Jumping Trains
Jumping Trains
They call this room, ‘The Pod’.
Outside. It’s slatted, curved. A brown tortoise shell.
Inside. I distribute Mirtazapine, Tramadol, Methadone
to the rapists, murderers and others.
Sometimes it is silent. Sometimes we will talk.
Yesterday morning I was with ‘Y’.
He takes a cocktail for his brain, his bones and back.
There is no family, no money, no hope of staying.
‘Y’ thinks he is set for Rwanda, or a return to a prison cell.
No one seems to care. Often, he sits alone weeping in the garden.
I ask him about his journey. From Eritrea to West Yorkshire?
“I jumped a train at Calais. Under the tunnel in the cold.
At home jumping trains was easy. Town to town, track to track.
It was as simple as tying a shoelace.
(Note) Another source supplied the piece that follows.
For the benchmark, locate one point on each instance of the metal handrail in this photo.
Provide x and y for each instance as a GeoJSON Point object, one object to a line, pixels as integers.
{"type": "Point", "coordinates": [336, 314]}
As natural as taking a step.”
‘Y’ says other parts were not so easy.
“Eighteen days walking through the desert.
Sixty men. Women, children and dogs.
Eighteen days and eighteen dead.
Starved, dehydrated, slashed or shot.
Days and nights without an end.”
Someone in the lounge is coughing.
Someone’s knocking on the door.
“Yes, jumping trains was easy.”
I note his right foot has only three toes.
Stephen Gospage
Sat 10th Jun 2023 14:59
Poem of the month, at least, Ralph. A blast of honesty and compassion about a shocking situation. The last line stops you in your tracks.
Well done to you.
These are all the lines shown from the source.